Business 01
We do not simply tag emotions or classify atmospheres after the fact. We treat non-verbal information as primary input — equivalent to language — designing and generating it as structured datasets with temporal and relational integrity before any recording begins.
The non-verbal elements we address include:
Pauses, hesitations, breath, backchannels, and interruption timing in speech
Emotional transitions — not categories, but changes over time
Gaze, posture, micro-gestures, and gesture-speech synchronization
Spatial distance, ambient sound, reverberation, occlusion, and other environment-derived perceptual conditions
This domain cannot be addressed by post-processing existing data. The ability to generate new data according to requirements is itself the value.
In designing speech and language systems, we have worked with over 200 professional performers — actors, voice actors, announcers, and narrators — each with distinct speech styles, performance techniques, and vocal characteristics. Through this collaboration, we have structured non-verbal elements including pauses, intonation patterns, and emotional transitions.
This is not a claim about data volume. It is part of a design process to verify under which conditions certain expressions cease to function.

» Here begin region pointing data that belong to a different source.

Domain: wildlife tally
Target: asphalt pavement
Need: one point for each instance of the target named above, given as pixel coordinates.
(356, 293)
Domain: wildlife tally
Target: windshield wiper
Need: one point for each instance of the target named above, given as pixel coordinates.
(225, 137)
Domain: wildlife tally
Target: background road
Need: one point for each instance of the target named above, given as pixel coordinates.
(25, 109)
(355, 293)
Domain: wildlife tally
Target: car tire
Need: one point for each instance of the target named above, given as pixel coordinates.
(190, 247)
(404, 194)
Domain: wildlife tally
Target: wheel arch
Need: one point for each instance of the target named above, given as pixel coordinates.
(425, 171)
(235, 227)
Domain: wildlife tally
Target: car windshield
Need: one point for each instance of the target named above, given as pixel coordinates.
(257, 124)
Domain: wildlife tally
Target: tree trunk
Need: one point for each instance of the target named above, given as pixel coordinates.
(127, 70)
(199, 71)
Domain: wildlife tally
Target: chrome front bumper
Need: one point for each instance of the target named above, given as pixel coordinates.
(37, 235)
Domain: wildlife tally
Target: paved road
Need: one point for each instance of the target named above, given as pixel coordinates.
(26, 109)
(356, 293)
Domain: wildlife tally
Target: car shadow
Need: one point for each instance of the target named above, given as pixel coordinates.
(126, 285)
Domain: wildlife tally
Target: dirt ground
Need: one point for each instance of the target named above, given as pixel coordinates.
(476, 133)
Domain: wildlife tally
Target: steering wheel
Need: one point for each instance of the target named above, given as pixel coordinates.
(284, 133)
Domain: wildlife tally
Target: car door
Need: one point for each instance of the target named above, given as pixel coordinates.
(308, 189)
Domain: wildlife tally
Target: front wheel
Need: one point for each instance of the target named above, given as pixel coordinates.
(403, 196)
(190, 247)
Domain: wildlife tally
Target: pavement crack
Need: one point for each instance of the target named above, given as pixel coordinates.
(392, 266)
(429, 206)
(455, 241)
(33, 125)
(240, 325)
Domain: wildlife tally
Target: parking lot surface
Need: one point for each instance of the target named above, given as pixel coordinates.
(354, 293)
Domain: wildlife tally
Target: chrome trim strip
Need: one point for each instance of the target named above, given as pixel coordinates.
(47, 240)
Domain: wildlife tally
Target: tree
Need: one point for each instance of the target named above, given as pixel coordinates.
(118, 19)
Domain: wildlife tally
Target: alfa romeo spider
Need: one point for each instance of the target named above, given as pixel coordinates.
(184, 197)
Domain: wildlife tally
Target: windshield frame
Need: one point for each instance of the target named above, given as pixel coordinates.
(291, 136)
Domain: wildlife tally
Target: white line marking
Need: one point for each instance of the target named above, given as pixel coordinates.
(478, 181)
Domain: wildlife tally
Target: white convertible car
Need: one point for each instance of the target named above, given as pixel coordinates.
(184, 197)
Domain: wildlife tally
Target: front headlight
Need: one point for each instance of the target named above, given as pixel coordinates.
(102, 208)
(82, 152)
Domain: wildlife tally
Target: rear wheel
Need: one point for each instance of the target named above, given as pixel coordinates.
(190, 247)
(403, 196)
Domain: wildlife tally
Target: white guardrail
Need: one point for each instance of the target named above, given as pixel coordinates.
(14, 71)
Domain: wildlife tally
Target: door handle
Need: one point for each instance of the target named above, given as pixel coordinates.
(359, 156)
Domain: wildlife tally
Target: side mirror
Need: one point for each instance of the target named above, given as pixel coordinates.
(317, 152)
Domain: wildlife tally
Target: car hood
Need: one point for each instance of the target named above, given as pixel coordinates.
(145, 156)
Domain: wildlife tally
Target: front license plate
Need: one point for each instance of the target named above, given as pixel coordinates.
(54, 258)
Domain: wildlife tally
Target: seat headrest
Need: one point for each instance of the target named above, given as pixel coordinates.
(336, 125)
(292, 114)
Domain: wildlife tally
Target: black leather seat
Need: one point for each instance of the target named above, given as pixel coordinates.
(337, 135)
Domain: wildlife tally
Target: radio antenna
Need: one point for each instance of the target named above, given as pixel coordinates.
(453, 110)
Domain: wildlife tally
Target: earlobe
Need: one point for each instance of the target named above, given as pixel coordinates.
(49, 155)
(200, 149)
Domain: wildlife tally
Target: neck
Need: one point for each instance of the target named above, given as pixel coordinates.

1.1 Paralinguistics — Non-Verbal in Speech & Audio
Pause / Silence: Types include thinking, hesitation, emphasis, timing
Hesitation / Disfluency: Restarts, fillers, self-corrections
Breath & Voicing: Inhalation, breath pauses, laughing breath, sighs, voice onset
Prosodic Dynamics: Continuous variation in pitch, intensity, and tempo
Backchannels: Listener responses and their timing
Turn-taking Signals: Cues for turn exchange, interruption, and yielding
The critical point is representing these not as isolated labels, but as changes along a timeline.
1.2 Kinesics — Non-Verbal in Visual & Body Movement
Gaze: Direction, fixation, aversion, tracking
Micro-gestures: Subtle nods, head shakes, finger and shoulder movements
Posture Shifts: Changes in body position, approach/withdrawal
Gesture-Speech Alignment: Synchronization and desynchronization between gesture and speech
For robotics and interaction AI, this is where implementation success or failure is determined.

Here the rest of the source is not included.